Contohnya, pemberian obat untuk anak anak berbeda dengan obat untuk wanita
hamil dan orang tua, hal ini berhubungan erat dengan efek samping obat yang
mungkin tidak dapat ditoleransi oleh masing masing grup (anak, wanita,orang tua)
tersebut.
Pemilihan obat utama untuk epilepsi bergantung pada tipe epilepsi yang
diderita, efek samping yang mungkin terjadi, dan pilihan pasien itu sendiri. Maka
dari itu, untuk memilih obat anti-epilepsi yang tepat, kita tidak hanya harus
mengerti mekanisme kerja obat dan spektrum kerjanya, akan tetapi kita juga harus
mengetahui aktivitas farmakokinetiknya dan efek samping yang mungkin muncul
dari penggunaan obat tersebut.
Pada umumnya, mekanisme kerja obat antiepilepsi dapat dikategorikan sebagai
berikut :
1. Mempengaruhi ion channel
Obat anti epilepsi jenis ini diduga bekerja dengan cara mempengaruhi ion channel
Ca dan Na yang memegang peranan penting dalam transmisi sinyal sistem saraf.

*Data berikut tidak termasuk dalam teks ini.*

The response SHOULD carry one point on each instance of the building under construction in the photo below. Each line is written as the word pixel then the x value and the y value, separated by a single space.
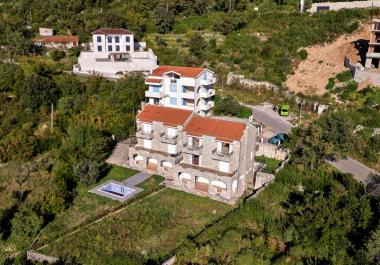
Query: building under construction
pixel 373 53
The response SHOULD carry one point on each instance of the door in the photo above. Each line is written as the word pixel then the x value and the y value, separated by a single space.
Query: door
pixel 195 160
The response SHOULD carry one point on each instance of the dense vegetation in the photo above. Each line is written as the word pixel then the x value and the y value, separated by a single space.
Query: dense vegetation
pixel 311 214
pixel 86 114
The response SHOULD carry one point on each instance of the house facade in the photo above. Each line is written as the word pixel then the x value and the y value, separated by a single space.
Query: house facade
pixel 113 53
pixel 57 42
pixel 207 156
pixel 189 88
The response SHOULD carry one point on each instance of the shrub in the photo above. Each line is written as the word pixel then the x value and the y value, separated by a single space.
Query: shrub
pixel 302 54
pixel 57 55
pixel 344 76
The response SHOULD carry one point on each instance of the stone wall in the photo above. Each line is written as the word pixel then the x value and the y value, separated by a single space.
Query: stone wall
pixel 346 5
pixel 35 256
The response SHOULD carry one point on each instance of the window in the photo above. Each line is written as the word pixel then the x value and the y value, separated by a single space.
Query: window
pixel 147 144
pixel 171 148
pixel 156 88
pixel 173 101
pixel 224 166
pixel 173 87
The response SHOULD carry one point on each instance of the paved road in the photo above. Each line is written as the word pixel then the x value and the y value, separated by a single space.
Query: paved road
pixel 358 170
pixel 270 119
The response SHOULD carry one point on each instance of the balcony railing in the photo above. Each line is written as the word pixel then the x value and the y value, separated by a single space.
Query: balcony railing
pixel 207 106
pixel 145 135
pixel 223 156
pixel 207 93
pixel 208 81
pixel 168 139
pixel 192 149
pixel 152 94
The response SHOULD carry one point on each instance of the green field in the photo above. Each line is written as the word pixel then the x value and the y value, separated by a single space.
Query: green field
pixel 86 206
pixel 156 225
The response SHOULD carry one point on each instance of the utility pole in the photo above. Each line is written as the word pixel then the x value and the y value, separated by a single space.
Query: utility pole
pixel 51 117
pixel 299 117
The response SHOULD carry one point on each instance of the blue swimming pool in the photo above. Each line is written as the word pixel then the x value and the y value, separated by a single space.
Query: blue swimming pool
pixel 117 189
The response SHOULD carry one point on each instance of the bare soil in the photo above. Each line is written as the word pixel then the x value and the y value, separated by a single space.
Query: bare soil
pixel 325 61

2. Meningkatkan konsentrasi inhibitor neurotransmitter
Obat tipe ini umumnya mengamplifikasi kadar GABA yang dikenal sebagai
inhibitor neurotransmitter di dalan sistem saraf pusat.
3. Modulasi / mengatur pengeluaran neurotransmitter pengeksitasi
Obat jenis ini bekerja dengan cara mengganggu atau mengantagonis
neurotransmitter pengeksitasi seperti aspartat dan glutamat. Obat obatan
antiepilepsi yang efektif terhadap seizure GTC dan parsial umumnya mengurangi
aktivasi repetitif potensial aksi dengan cara memperlambat proses aktivasi ion
channel Na. Sementara itu obat obatan yang mereduksi ion channel kalsium tipe T
umumnya efektif.
B. SARAN
Bahwa setelah membaca makalah ini, para pembaca dapat mengetahui dan
menghindari hal-hal apa yang dapat menyebabkan epilepsi dan bagaimana cara
pencegahan dan perawatan bagi penderita.